Stephanie Marcinkowski became a den leader in Fox Chase, Pa., for much the same reason as Bob Smith. When her second son, William, who has food allergies, followed his older brother, Walter, into Cub Scouting, she got drafted as an assistant Tiger leader. (She recently stepped down as pack committee chair and now serves as pack trainer.)
How can your pack accommodate boys with severe food allergies? Scouting asked Marcinkowski and Bob and Nicole Smith for their advice.
Ask — Don’t Assume
Information is essential. While some parents are passionate advocates for their kids, others won’t mention food allergies unless you ask. “You almost have to pull it out of the parents at the pack level,” says Marcinkowski, who has sometimes heard about a Scout’s food allergies months after he joined.
One reason for parents’ reticence is that they don’t want their sons to be singled out. Another is that they may not realize that food is involved in den meetings. “They think, ‘Why would my child be eating anything at Cub Scouts? There’s no need for me to be concerned,’ ” Bob Smith says.
Part B of the Annual Health and Medical Record (No. 680-001) includes space to list allergies to food, medications, plants, and insect bites or stings, so it’s a good place to start gathering information. Scouts with severe allergies may also have a food allergy action plan that their parents can share with you; such plans are required under federal law for students whose allergies are serious enough to be considered disabilities. “That health care plan is very important to any family with food allergies because it lists the symptoms and whether or not the child should immediately receive an EpiPen or should just receive a Benadryl,” Nicole Smith says.
Once you have allergy information, you need to act on it. Marcinkowski recommends recruiting one parent to review forms, follow up with the families and share relevant details with den leaders. The ideal candidate would be someone with a health care background or an awareness of food allergies.

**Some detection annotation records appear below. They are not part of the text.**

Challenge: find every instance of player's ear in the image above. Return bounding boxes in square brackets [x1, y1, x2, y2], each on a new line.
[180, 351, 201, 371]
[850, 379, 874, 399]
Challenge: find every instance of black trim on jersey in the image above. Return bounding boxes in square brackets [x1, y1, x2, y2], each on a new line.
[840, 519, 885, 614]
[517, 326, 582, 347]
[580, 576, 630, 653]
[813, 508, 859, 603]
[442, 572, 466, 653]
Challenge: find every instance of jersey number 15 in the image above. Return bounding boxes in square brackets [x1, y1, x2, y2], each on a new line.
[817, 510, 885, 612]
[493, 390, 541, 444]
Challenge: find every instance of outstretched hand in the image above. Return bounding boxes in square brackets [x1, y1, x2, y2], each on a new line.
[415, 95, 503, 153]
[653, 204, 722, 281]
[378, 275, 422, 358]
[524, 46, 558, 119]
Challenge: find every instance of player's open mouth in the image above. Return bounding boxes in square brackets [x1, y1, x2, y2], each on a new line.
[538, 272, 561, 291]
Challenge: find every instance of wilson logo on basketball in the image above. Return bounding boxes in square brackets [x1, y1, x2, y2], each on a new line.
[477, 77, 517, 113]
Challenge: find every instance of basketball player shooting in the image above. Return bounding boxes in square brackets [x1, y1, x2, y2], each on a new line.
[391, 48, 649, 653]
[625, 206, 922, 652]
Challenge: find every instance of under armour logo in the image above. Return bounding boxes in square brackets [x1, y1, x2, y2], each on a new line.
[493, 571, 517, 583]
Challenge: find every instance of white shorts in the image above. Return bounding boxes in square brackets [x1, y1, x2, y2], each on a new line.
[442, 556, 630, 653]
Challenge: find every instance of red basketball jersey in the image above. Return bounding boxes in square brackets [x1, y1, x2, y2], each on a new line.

The easiest way to avoid problems with food allergies is to ban food from den meetings, which Bob Smith did. “It wasn’t something they needed, since the meetings were only about an hour long,” he says. “Plus, I’d get them really involved in other things than worrying about food.”
When you do have treats, you could establish a separate station for foods you know are safe or that have ingredient labels. That’s what Marcinkowski’s pack does. “Home-baked goods go in one area. Kids who have food allergies may choose not to eat those because they’re not sure how they were prepared,” she says.
On outings, you could let boys with allergies bring separate food or enforce strict rules on what foods can be brought. Sanitation and avoiding cross-contamination are important as well. If peanut butter and jelly sandwiches are on the menu, buy squeezable jelly bottles so no one has to dip a dirty knife into the jelly.
Keep in mind that food allergies aren’t limited to meal and snack times. For example, some dens make bird feeders by smearing peanut butter on pinecones, an activity that is not safe for a boy with severe peanut allergies. Fortunately, there are plenty of other crafts to choose from.
Let ‘No’ Mean No
Marcinkowski emphasizes that boys should never be pressured to eat something they want to avoid. “If the child says ‘no,’ that’s where it ends,” she says. “If you think maybe the child is just saying ‘no’ because he doesn’t feel like eating, find an adult leader who knows better or find that child’s parent.”
She remembers a time at William’s preschool when an adult tried to distribute chocolate milk at the milk-free table. The kids at the table kept resisting until a teacher had to intervene. “My son was better protected by his 4- and 5-year-old peers than he was by the adults,” she says. “It was a very powerful experience.”
Friends were also among Morgan Smith’s best advocates. “All the boys in his den were well-aware of Morgan’s food allergies,” Bob Smith says. “They were kind of protective of him at a certain level.”
That protection continued once Morgan became a Boy Scout. On hikes, for example, Scouts who had brought trail mix that contained peanuts would intentionally hike at the end of the line and alert Morgan to what they were eating. (Why not ban peanuts? “We weren’t advocates of saying you can’t bring nuts,” Bob Smith says. “We were advocates of education.”)
Better as They Age
Morgan’s experience also demonstrates that dealing with allergies can be easier at the Boy Scout level since older boys are better able to advocate for themselves. Even before he moved into Boy Scouting, Morgan taught his new leaders about food allergies and taught them how to use an EpiPen. Now an Eagle Scout, he has presented at food-allergy conferences and helped other Scouts learn to manage their allergies in Scouting.